Now with an emptier house – and much darkness, though less cold outside – I can declare the whole month a time for red and green, warm lights, and festive food. I try for cheerful music, scents of cinnamon or rosemary, and appreciate the small, the best things that make up the holiday.
My mother, who loved Christmas, had simple gift-giving rules – we each got some one thing (usually clothing), a treat (Katydids or turtles for me), and a book.
We weren’t far off that with our children – sometimes to their disgust. A particularly egregious year when friends got Nintendos, they got flannnel-covered down comforters (I think I am still not forgiven), also books, always books.
When our sons were in their adventuring years, we weren’t always together for Christmas. Our older son spent two seasons in Antarctica – their summer, our winter – working at McMurdo Station. The little boxes I packed up for him were really for me – reaching out to say we miss you, sending a new red plaid flannel shirt (a Christmas favorite for me to give, who knows how received) and photos of his dog Bill. And books.
In those days before reading devices, I’d patrol the aisles of Anchorage’s fine used bookstore and select a stack I thought might engage. I had a captive audience, and the only reject I remember was the first book of Sigrid Undset’s medieval trilogy, “Kristen Lavransdatter.” In spite of the Nobel Prize for Literature, rejected because of an unfortunate bodice-ripping cover. I still think that son might like it.
One day while I stood in the bookstore’s fiction section, a stranger remarked, “You have a lot of books!” I told him about my son in Antarctica, that I was trying to think of books to send him, but was nearing the end of known-to-me sure things. The stranger plucked a book off the shelf and handed me “The Leopard” by Giuseppe di Lampedusa – unknown to me and perfect. I packed up the Scandinavian woman and the Sicilian nobleman and sent them to Antarctica.
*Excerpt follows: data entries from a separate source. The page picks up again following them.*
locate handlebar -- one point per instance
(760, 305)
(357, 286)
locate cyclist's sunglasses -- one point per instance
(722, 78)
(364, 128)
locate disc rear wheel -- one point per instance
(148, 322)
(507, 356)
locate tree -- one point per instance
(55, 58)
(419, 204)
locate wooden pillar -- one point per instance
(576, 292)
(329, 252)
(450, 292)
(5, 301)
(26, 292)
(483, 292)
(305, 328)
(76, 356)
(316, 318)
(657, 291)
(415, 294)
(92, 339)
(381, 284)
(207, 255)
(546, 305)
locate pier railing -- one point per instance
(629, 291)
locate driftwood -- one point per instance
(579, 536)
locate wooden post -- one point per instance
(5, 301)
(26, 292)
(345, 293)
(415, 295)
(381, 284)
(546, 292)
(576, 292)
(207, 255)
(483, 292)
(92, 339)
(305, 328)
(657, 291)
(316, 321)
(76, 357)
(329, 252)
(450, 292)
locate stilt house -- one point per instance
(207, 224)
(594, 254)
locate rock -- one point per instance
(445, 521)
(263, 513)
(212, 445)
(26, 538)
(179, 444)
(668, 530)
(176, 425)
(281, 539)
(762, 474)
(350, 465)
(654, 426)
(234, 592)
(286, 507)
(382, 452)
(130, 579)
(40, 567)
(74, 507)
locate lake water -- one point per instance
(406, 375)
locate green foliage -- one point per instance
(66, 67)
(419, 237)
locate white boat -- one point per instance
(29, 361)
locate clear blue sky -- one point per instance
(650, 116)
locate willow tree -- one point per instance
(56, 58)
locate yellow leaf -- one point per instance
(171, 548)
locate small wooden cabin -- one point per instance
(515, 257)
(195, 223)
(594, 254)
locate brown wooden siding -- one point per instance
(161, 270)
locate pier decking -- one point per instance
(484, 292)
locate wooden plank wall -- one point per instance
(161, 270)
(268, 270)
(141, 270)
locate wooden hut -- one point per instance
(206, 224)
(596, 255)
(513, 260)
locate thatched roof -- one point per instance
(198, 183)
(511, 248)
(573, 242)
It’s truly satisfying, because not easy, to arrive at an “ah ha this will be loved” moment. Although so many people don’t read paper ones anymore, I still love to give books – they smell good, they’re easy to wrap. During the year I try to pay attention to reviews – thinking who might like what – some years I get way ahead. And others not.
I wish I had things wrapped and tucked away now. But the first step is priming the idea pump – thinking about books!